Já são em torno de 30 as petições protocoladas junto às autoridades governamentais brasileiras solicitando a contenção das importações chinesas nos mais variados setores ¿ como alto-falantes, armações de óculos, produtos médicos, entre outros. Já se sabe que os critérios para a obtenção das medidas serão, infelizmente, mais rigorosos do que deveriam ser. Argumenta o governo que os chineses contestam a legalidade do instrumento ante a OMC e que irão acionar naquele organismo os primeiros a fazerem uso da medida. O sabido temor das autoridades em infligir as regras desta organização seria louvável se nossos parceiros comerciais tivessem o mesmo nível de respeito. Ainda para justificar o rigor quanto à avaliação dos pedidos de salvaguarda brasileiros, alegam que foram rejeitados por George Bush os pedidos de dois setores nos EUA. Ora o que tem o Brasil a ver com George Bush? Afinal, até onde se sabe ainda não temos a maior parte da nossa dívida interna financiada pela China.

Espera-se que a salvaguarda provisória, aprovada para conferir ao industrial brasileiro instrumento mais célere que o antidumping ou as salvaguardas gerais, não caia na malha fina da burocracia e no temor infundado de discutível ilegalidade internacional.

Passando para as "salvaguardas argentinas", ou melhor, para o Mecanismo de Adaptação Competitiva ¿ MAC, outra ordem de aspectos merece ser destacada. MAC é o nome sofisticado que se deu para atender às reivindicações de nosso maior parceiro de um time para lá desfalcado chamado Mercosul. Além de nome sofisticado, a regulamentação em si chama atenção pela complexidade. A famosa frase atribuída ao Presidente Getúlio Vargas "Aos amigos tudo; aos inimigos a lei" parece ter alcançado os pampas, agora, argentinos. A benevolência brasileira em relação aos nossos "hermanos" indica que, provavelmente, o quebra-cabeças proposto será seguido à risca pelo produtor brasileiro que desejar uma proteção, enquanto os argentinos farão uso do rápido expediente conferido pelos arts 16 e 20 do Protocolo do MAC.

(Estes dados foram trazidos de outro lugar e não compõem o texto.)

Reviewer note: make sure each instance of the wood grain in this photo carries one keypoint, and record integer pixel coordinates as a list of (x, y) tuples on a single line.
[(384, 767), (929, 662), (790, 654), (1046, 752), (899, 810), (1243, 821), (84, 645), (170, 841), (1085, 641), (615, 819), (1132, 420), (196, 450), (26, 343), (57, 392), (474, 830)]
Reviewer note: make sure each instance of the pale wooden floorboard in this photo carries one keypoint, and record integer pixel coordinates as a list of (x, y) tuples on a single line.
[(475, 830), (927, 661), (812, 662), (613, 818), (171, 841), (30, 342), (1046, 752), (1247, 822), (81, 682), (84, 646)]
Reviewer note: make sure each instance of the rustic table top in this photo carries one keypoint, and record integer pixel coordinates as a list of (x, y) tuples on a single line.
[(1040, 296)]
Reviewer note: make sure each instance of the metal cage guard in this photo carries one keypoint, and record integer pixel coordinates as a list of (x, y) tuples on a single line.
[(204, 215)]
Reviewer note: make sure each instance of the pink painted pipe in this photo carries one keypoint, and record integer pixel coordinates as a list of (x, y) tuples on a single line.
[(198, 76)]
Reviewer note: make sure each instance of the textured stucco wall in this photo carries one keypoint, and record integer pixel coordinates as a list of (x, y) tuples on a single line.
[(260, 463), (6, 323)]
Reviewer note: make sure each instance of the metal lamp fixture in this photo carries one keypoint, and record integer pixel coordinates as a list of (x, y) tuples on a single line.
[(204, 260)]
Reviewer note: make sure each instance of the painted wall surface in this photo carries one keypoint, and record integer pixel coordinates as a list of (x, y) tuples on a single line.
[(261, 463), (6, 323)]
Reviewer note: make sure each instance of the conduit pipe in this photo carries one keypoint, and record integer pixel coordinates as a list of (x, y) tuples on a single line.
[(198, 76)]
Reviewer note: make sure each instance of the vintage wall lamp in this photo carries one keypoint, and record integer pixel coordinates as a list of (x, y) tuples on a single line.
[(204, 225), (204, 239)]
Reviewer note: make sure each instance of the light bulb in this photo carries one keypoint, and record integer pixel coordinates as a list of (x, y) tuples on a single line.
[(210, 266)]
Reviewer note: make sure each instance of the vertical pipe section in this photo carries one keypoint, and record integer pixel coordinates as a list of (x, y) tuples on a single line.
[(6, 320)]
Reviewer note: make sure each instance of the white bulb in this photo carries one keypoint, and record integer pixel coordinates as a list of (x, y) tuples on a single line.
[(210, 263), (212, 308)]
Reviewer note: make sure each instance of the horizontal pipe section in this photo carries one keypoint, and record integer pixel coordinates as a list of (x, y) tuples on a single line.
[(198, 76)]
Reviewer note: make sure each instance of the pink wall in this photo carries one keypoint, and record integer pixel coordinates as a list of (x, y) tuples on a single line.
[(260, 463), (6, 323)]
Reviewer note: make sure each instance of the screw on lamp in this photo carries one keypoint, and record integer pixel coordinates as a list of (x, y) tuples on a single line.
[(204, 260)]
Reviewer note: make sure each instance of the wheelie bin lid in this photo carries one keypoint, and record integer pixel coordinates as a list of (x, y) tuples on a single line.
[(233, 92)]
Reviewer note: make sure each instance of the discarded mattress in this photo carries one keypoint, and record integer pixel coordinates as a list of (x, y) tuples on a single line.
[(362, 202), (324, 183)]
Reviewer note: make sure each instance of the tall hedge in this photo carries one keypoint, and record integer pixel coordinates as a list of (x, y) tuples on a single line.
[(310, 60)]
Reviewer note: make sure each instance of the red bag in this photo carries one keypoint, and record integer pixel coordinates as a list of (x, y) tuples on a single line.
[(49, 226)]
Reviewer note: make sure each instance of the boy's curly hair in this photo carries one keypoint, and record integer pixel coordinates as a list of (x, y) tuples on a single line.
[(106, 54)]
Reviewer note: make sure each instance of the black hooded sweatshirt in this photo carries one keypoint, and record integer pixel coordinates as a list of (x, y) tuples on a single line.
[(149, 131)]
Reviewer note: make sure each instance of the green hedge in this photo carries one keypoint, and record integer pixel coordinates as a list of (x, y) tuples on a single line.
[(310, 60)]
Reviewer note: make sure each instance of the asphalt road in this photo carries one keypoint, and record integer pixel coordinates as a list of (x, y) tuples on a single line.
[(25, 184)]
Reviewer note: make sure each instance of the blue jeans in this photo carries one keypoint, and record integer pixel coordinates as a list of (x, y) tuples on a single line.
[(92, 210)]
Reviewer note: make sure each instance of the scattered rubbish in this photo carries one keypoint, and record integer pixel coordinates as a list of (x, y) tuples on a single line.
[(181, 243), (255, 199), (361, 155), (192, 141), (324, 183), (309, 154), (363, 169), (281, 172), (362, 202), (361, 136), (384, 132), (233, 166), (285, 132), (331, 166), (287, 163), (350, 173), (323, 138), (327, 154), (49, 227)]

Em comum, as salvaguardas citadas são instrumentos mais políticos do que técnicos. No caso das duas primeiras, as regulamentações simplórias atestam com clareza o forte componente político das decisões. É necessário, no entanto, destacar que as petições de salvaguarda em análise no governo, formuladas por trinta setores distintos da indústria brasileira, aguardam uma resposta técnica. O desgaste interno para as autoridades nacionais, caso optem por respostas técnicas negativas encobrindo razões políticas, será grande.

O MAC, também de natureza política, apresentou-se em trajes de gala. Ariel Palácios em recente artigo publicado em alguns jornais brasileiros acena com a esperança de o feitiço virar contra o feiticeiro, referindo-se a setores da indústria brasileira como vinho, arroz e trigo que pretendem usar o MAC. No entanto para que isto aconteça realmente, faltariam aqui, mais feiticeiros e menos fadas madrinhas, com abóboras, carruagens e príncipes encantados, sempre dispostas a socorrer nossos parceiros argentinos às custas dos produtores brasileiros e da saúde já debilitada do Mercosul.